In safe Rust, if I have a mutable reference to Foo, and Foo contains a shared reference to Bar, then no other thread has a mutable reference to Foo or Bar. So no other thread will make a CAS on my reference to Bar, or drop Bar and then allocate something at the same memory address, etc.
You could have some higher level ABA problem I suppose, where you acquire a lock, read a value, give up the lock, and then make spurious assumptions about what happens while you've let the lock go. But that's obviously not what we're talking about if we're talking about CAS. (ETA: or if these were application level references, eg indices into a list.)

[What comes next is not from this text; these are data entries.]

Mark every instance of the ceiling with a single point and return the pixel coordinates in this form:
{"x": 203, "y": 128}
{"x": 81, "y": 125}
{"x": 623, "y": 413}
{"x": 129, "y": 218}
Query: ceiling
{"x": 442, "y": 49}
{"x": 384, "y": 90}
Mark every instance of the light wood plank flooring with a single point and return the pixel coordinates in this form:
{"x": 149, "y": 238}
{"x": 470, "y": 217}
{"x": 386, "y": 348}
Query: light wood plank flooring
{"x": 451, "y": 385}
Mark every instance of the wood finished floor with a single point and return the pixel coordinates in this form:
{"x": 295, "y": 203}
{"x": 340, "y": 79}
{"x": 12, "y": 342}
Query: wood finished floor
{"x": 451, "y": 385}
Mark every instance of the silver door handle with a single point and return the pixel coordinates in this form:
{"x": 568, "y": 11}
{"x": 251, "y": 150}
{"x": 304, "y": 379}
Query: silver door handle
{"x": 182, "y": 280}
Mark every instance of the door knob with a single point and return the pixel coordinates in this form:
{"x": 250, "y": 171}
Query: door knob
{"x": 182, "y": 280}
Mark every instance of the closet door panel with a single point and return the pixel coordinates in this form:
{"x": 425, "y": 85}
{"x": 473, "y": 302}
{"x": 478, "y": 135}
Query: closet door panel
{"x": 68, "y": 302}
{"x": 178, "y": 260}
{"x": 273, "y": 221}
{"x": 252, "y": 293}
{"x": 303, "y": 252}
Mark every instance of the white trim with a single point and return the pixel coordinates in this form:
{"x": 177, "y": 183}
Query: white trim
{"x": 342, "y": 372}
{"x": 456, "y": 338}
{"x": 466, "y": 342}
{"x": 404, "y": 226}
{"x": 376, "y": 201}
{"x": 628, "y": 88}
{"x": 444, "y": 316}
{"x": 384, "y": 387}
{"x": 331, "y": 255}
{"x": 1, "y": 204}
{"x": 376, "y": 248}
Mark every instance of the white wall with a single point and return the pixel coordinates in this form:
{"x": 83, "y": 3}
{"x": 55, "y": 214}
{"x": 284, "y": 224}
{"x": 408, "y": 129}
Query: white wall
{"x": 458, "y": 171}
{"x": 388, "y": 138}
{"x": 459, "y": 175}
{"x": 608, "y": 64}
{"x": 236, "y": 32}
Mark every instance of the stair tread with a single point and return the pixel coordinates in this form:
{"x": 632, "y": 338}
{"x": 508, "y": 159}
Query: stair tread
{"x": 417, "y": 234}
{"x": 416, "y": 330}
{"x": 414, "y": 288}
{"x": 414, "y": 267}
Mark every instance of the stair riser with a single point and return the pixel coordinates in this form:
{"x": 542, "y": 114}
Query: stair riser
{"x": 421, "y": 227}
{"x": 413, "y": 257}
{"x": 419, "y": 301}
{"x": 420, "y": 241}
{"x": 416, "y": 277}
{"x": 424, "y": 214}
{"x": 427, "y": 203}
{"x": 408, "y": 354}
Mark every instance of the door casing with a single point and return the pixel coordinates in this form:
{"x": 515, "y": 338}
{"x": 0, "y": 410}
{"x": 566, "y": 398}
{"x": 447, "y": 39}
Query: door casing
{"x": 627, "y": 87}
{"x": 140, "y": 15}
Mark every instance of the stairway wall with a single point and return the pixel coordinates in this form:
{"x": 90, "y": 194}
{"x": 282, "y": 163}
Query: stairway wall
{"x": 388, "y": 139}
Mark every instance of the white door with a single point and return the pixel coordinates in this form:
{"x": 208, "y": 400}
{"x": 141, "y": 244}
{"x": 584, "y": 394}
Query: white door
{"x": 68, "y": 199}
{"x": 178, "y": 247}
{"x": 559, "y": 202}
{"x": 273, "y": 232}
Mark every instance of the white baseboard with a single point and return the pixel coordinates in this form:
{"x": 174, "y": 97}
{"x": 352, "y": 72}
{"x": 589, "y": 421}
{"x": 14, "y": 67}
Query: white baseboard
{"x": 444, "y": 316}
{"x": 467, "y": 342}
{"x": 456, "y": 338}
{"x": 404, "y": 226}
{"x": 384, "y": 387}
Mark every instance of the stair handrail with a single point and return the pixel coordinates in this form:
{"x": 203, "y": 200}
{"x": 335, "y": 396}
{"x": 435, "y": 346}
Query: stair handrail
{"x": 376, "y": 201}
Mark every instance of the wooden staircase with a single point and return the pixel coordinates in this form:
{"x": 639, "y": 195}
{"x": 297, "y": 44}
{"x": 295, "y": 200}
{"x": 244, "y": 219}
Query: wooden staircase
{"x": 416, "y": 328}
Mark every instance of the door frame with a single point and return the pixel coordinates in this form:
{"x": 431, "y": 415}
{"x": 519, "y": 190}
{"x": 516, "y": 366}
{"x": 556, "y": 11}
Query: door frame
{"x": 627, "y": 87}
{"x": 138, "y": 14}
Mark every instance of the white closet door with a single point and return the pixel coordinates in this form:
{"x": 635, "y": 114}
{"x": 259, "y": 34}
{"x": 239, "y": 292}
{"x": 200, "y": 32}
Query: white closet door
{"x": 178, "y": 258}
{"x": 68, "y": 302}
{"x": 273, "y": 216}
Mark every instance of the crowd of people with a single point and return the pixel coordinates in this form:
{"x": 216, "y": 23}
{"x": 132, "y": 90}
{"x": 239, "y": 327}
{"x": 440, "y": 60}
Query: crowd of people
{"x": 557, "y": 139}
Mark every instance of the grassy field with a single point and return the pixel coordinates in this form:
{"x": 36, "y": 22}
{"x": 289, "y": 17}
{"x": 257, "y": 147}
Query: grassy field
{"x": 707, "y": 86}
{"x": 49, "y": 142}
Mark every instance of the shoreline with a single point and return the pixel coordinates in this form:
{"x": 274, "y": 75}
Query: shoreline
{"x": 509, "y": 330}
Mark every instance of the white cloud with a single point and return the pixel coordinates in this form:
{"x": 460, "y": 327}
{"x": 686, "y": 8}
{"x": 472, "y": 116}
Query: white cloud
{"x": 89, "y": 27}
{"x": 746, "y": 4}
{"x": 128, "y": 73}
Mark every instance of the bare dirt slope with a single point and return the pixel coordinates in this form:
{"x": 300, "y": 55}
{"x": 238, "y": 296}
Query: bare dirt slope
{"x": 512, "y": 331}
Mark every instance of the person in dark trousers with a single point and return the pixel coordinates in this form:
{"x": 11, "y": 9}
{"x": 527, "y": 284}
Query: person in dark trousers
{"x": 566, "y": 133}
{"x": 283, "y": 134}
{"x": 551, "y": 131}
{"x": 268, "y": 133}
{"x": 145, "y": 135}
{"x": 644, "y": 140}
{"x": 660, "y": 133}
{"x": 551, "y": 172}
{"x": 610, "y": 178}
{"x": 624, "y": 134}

If we're going to implement a lockfree data structure, we're going to need unsafe Rust to hand-roll interior mutability. Because we're going to be sharing mutable state. Which isn't allowed in safe Rust.
I guess? I've only ever heard about the ABA problem in reference to pointers, eg in the context of lockfree queues. Maybe that's my ignorance. (Which is why I addressed shared references in my comment.)
Yes, if you don't hold a lock on a value, or exert some kind of control at the API level (eg making it monotonic so your CAS will work), you can't make assumptions about it. I think you'll find that Rust developers understand that concept about as well as any other community of concurrent developers.
But yes, granted, the semantic information about these integers isn't represented in Rust's type system, and won't be caught by it's static analysis.